IV.
"How is Marie Famette?" Monsieur Houlard the tailor asks of Monsieur Guéroult the doctor of Aubette, as he meets him hurrying through the Rue de la Boucherie.
"She is better, the poor child! but she must be careful this winter." Then, seeing Houlard look anxious, the good doctor says, "But she is so far better that I have discontinued my visits: I have given Marie leave to come to Aubette."
"That is good news," says Houlard as the doctor shoots past him, and the tailor tells the next person he meets that Marie Famette is as well as ever, and is coming to market as usual.
It is Léon Roussel to whom he tells this, and Monsieur Houlard is pained at the young man's want of interest.

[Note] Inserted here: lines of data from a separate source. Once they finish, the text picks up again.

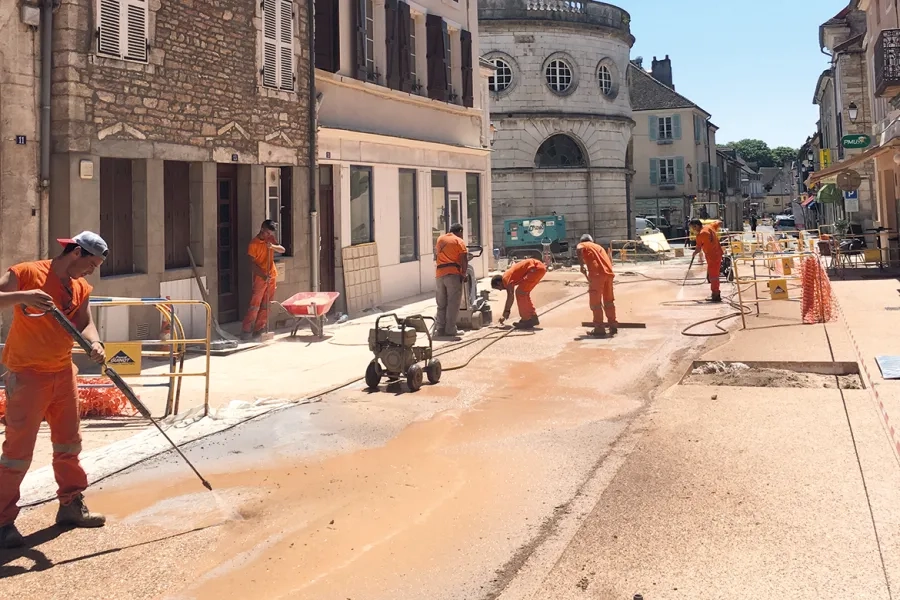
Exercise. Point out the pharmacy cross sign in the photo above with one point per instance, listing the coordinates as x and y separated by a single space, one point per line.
856 141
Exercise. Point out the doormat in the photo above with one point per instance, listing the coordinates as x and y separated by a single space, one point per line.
889 365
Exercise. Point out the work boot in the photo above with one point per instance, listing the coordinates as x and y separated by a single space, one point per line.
526 323
76 513
10 537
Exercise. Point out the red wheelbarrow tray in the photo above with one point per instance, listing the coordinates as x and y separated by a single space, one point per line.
310 304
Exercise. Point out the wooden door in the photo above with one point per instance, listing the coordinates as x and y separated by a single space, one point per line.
226 245
327 281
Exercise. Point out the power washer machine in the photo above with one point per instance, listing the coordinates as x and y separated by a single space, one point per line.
398 353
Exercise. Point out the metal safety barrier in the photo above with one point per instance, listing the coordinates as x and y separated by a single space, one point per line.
177 345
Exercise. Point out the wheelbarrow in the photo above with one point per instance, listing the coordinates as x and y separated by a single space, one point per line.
309 306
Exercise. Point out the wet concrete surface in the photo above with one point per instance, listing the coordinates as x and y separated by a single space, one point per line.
437 494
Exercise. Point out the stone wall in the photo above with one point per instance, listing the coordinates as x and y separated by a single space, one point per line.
201 87
20 198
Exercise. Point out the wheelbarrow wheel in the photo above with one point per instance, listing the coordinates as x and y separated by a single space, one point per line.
373 375
433 370
414 378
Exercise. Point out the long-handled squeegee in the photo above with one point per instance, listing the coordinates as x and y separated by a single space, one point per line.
119 383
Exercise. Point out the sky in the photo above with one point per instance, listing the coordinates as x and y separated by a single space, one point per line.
752 65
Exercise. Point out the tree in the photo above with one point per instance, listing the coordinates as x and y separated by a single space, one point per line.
755 151
783 154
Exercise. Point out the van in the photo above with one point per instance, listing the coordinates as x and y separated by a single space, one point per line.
644 226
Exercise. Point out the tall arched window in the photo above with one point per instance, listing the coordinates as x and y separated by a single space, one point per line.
559 151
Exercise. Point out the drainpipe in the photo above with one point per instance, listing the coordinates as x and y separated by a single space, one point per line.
315 244
47 7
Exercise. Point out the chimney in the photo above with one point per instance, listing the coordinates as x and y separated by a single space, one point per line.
662 71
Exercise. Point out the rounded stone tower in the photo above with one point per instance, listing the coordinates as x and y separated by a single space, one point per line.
561 111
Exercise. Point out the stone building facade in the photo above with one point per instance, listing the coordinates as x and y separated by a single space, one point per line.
562 114
676 166
23 207
844 84
180 124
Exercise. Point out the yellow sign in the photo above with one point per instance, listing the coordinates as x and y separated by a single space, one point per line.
778 289
124 357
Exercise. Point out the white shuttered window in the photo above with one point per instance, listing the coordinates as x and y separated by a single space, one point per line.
122 29
278 44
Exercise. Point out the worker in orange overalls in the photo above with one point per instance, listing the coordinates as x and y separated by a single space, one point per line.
41 379
452 258
597 267
262 251
520 279
708 243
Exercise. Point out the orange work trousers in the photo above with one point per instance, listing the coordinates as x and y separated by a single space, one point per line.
601 298
258 312
523 291
713 267
30 398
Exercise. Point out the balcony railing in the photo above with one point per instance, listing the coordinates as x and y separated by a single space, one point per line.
887 64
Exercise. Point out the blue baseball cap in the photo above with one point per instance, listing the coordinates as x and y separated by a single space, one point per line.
88 241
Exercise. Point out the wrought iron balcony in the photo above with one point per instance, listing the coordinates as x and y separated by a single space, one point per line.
887 64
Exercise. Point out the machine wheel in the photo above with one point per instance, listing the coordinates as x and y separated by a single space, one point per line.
373 375
434 370
414 378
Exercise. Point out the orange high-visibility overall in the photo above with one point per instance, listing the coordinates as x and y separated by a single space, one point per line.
263 290
41 384
525 275
708 243
600 278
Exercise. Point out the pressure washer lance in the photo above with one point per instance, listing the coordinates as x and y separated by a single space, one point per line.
119 383
688 272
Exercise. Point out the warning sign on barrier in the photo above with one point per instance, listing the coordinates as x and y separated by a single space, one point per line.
778 289
124 357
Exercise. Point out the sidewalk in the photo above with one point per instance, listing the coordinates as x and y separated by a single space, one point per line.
752 492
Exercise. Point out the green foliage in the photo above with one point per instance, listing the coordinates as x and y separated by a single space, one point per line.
757 151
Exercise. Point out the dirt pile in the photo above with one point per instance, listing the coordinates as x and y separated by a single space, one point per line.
741 375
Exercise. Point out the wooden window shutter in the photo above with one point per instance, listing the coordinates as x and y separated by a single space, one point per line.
465 40
135 43
392 72
327 35
359 39
109 28
405 25
286 44
438 86
270 43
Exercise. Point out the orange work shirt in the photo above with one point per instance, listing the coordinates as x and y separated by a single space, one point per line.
39 343
448 252
596 259
708 241
516 273
263 256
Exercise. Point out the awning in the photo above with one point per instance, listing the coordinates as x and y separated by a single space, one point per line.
829 194
856 159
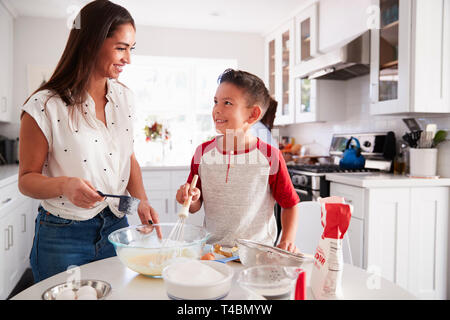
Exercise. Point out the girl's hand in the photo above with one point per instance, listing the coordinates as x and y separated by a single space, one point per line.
81 193
288 246
183 194
147 213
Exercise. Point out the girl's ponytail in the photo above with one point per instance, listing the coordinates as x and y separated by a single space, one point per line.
269 116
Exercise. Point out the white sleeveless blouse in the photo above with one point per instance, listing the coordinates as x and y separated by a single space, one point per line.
92 151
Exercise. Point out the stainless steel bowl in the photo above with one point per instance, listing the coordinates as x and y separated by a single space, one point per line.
103 288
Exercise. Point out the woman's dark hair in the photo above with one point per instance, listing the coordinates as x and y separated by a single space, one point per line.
255 91
95 22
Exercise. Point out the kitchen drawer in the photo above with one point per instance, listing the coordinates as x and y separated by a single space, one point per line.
156 180
355 234
352 195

"One would have thought," he says to his wife when he reaches his shop, "that Roussel was displeased with Marie for recovering her health."
"Perhaps he thinks she will make a fool of herself, now she is well again, by marrying Nicolas Marais: I hear they are lovers."

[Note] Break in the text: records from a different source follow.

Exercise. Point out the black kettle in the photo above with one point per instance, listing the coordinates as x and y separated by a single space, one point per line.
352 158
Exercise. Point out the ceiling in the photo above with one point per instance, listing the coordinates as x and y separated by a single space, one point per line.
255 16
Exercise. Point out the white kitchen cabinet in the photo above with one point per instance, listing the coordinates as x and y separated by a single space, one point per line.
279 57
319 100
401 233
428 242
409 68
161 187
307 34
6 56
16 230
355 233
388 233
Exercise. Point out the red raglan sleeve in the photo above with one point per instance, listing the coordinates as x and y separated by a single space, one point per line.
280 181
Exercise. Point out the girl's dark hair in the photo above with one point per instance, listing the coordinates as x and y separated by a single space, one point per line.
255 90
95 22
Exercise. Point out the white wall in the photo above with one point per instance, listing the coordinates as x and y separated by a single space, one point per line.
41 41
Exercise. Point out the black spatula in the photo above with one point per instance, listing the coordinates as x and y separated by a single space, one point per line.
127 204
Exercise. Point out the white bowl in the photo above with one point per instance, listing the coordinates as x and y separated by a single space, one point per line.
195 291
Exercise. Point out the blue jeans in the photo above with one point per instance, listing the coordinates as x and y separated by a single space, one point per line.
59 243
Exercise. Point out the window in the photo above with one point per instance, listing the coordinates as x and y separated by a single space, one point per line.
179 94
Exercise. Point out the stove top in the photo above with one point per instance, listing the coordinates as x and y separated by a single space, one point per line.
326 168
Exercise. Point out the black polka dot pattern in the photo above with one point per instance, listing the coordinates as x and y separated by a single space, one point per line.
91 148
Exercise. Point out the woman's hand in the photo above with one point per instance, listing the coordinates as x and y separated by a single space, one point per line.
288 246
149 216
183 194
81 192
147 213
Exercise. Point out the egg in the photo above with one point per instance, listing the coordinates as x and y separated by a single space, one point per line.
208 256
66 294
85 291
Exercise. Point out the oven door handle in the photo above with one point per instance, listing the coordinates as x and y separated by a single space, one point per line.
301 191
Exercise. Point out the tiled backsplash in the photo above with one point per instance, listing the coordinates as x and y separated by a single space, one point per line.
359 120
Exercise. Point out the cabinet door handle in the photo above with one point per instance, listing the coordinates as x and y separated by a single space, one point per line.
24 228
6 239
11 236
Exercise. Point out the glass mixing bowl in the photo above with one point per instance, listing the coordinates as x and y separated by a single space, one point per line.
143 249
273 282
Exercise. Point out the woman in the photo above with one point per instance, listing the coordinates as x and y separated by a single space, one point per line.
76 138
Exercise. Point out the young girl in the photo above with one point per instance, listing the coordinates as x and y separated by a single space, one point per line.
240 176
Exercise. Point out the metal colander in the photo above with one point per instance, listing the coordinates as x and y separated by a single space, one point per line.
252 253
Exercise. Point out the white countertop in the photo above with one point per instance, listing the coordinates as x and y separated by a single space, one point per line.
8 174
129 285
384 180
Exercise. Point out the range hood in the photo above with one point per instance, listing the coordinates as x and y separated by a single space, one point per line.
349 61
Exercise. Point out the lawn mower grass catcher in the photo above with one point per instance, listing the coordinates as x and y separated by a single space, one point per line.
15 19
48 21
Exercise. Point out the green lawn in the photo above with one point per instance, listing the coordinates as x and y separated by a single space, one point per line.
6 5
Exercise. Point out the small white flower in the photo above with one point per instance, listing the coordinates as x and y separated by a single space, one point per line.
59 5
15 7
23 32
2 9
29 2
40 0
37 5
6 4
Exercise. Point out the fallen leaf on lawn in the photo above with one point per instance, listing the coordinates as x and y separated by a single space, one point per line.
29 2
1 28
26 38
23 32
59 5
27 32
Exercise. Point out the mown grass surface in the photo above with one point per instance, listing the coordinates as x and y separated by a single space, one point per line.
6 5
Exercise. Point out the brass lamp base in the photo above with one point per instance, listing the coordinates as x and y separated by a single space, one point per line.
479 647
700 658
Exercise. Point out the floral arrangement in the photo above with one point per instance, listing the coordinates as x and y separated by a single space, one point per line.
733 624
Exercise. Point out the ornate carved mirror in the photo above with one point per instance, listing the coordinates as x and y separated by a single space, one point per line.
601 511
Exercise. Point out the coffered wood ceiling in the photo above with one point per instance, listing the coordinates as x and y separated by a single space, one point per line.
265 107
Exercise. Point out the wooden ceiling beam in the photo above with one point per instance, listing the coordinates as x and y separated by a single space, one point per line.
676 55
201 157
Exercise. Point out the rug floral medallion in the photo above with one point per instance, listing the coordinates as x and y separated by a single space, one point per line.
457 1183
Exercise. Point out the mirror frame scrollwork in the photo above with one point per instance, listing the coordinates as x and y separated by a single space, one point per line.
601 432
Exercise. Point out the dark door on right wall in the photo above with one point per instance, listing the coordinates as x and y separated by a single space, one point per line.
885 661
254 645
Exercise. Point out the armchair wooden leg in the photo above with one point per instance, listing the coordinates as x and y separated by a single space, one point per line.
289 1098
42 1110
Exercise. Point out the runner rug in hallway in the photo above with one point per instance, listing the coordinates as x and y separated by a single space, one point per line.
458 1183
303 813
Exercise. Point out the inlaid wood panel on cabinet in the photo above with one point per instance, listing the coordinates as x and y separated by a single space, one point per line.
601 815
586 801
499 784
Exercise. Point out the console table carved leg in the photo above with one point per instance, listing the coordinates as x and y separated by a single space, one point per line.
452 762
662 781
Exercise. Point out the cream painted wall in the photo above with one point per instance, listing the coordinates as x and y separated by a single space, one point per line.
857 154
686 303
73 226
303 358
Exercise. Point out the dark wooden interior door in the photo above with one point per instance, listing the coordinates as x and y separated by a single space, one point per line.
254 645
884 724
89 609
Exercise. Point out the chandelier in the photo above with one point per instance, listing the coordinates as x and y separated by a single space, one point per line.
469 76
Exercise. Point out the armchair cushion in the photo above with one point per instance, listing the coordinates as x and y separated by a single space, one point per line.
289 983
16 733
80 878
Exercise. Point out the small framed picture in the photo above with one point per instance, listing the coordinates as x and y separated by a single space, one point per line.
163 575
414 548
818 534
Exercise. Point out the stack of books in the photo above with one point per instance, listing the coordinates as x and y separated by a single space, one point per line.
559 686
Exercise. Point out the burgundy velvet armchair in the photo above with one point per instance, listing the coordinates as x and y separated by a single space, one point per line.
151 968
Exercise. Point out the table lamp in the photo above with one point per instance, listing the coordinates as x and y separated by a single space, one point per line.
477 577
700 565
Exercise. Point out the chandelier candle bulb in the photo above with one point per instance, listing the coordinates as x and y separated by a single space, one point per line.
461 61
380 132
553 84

"It is a pity," says the dutiful husband. "Girls should not choose for themselves. You did not, my dear, and that is why our life has gone so easily."
But Marie is not really as strong as the doctor pronounces her to be: her cheeks are hollow, and the color on them is feverish and uncertain. If she could get away from home she would have more chance of mending. Madame Famette's sorrow at her daughter's changed looks expands itself in querulous remonstrance on the folly of flirting and on the good-for-nothing qualities of Nicolas Marais. Nicolas has come to inquire for Marie, but Madame Famette has received him so uncourteously that the poor fellow contents himself with hovering about on the chance of meeting Marie alone. But he never sees her, although the rumor grows strong in St. Gertrude, and is wafted on to Aubette, that Nicolas and Marie will be married as soon as she gets well enough to see about wedding-clothes.

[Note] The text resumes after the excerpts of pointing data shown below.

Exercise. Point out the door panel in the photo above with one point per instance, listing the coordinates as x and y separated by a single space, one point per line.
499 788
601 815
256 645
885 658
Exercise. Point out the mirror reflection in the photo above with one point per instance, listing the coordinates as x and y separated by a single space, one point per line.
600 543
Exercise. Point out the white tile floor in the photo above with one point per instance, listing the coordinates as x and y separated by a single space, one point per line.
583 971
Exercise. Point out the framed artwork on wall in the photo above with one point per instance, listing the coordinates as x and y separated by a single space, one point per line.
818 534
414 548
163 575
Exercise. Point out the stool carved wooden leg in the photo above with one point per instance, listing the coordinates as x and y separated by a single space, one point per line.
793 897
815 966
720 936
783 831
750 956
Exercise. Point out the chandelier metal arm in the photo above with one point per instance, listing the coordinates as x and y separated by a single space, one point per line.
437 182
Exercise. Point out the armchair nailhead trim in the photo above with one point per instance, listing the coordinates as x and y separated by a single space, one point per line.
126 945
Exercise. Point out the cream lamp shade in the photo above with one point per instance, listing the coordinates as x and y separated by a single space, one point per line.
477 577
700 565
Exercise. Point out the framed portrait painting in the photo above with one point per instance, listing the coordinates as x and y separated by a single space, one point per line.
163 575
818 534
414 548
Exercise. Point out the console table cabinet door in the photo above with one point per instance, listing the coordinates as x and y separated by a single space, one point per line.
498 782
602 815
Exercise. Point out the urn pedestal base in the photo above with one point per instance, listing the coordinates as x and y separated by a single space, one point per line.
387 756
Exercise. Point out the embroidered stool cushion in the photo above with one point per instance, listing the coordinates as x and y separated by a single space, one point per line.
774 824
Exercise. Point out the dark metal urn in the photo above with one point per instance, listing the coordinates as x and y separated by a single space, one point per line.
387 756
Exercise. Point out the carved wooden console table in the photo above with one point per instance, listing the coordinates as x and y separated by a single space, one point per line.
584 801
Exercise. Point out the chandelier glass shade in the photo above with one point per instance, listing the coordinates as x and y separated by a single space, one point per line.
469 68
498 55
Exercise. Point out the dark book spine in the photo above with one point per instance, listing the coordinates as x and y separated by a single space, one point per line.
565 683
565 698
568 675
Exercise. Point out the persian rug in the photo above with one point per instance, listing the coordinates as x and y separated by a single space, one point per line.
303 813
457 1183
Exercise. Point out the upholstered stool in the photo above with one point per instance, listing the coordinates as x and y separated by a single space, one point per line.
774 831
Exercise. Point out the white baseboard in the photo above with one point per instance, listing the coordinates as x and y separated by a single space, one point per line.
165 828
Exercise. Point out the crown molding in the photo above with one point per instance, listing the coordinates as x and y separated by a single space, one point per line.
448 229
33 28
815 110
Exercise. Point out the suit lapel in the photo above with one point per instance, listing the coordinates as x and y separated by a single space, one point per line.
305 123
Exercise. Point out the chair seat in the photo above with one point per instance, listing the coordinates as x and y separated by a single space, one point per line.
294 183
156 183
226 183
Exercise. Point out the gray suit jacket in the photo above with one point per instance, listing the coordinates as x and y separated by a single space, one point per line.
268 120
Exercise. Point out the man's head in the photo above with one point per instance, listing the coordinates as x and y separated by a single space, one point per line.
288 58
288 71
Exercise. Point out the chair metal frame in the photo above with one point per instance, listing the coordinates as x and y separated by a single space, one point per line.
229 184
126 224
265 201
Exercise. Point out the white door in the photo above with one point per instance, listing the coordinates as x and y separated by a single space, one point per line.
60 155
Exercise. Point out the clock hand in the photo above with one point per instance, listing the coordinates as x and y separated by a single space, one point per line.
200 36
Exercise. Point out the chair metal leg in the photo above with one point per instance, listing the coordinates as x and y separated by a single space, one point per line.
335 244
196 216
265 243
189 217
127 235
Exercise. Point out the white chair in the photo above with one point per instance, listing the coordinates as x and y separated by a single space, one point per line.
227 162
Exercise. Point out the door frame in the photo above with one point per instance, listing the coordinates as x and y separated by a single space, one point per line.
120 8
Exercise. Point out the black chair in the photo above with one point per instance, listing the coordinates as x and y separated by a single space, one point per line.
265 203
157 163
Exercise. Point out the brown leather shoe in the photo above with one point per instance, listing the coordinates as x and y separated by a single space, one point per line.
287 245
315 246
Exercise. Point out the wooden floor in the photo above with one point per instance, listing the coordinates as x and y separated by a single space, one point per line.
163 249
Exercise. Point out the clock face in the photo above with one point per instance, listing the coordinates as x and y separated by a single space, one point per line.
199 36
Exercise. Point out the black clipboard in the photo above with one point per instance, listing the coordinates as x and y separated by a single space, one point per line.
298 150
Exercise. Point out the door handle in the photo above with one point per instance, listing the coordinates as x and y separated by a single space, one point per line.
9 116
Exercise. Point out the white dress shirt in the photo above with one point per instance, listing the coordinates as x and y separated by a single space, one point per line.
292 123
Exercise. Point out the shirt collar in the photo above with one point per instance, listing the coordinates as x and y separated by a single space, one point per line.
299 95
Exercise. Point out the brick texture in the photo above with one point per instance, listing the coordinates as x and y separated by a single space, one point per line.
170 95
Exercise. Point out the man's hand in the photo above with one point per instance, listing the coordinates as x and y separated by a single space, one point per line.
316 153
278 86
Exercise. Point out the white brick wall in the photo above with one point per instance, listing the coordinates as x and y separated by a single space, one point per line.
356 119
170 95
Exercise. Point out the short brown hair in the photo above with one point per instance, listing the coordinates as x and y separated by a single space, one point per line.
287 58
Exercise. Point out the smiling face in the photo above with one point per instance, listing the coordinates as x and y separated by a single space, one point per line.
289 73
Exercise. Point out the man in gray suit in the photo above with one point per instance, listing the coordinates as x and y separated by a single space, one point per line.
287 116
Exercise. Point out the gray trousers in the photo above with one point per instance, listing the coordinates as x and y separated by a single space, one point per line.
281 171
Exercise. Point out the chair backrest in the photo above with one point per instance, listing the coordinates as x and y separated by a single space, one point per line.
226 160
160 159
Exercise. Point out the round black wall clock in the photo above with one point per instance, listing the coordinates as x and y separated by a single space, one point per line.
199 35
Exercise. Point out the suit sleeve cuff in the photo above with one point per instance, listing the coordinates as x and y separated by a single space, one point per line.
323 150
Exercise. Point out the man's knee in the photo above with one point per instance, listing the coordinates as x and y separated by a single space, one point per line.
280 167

It is the beginning of October, a bright clear morning. The red and yellow leaves come swiftly to the ground with a sudden snap from the twigs that held them: the rabbits move about briskly, and a couple of field-mice in search of winter stores run across the road nearly under Marie's feet. Marie's cheeks are rosy with the fresh, crisp air, but she does not look gay or happy. Life seems to have got into a hard knot which the poor little girl finds no power to untie. Market-day used to be a fête to Marie, but to-day she considers it a penance to be sent in to Aubette. She is not going to hold her stall—ah no, she is not nearly strong enough for such a task—but Madame Famette has a severe attack of rheumatism, and Jeanne cannot be trusted to buy the weekly provision of groceries. Marie shrinks as she goes along at the thought of meeting Léon Roussel. There is another thought, which she will not face—that it is possible Léon and Elise Lesage will be together in the market-place. "I need not go into the Grande Place at all," the poor child says. "I can get all I want in the Rue des Bons Enfants;" and she goes there when she reaches Aubette.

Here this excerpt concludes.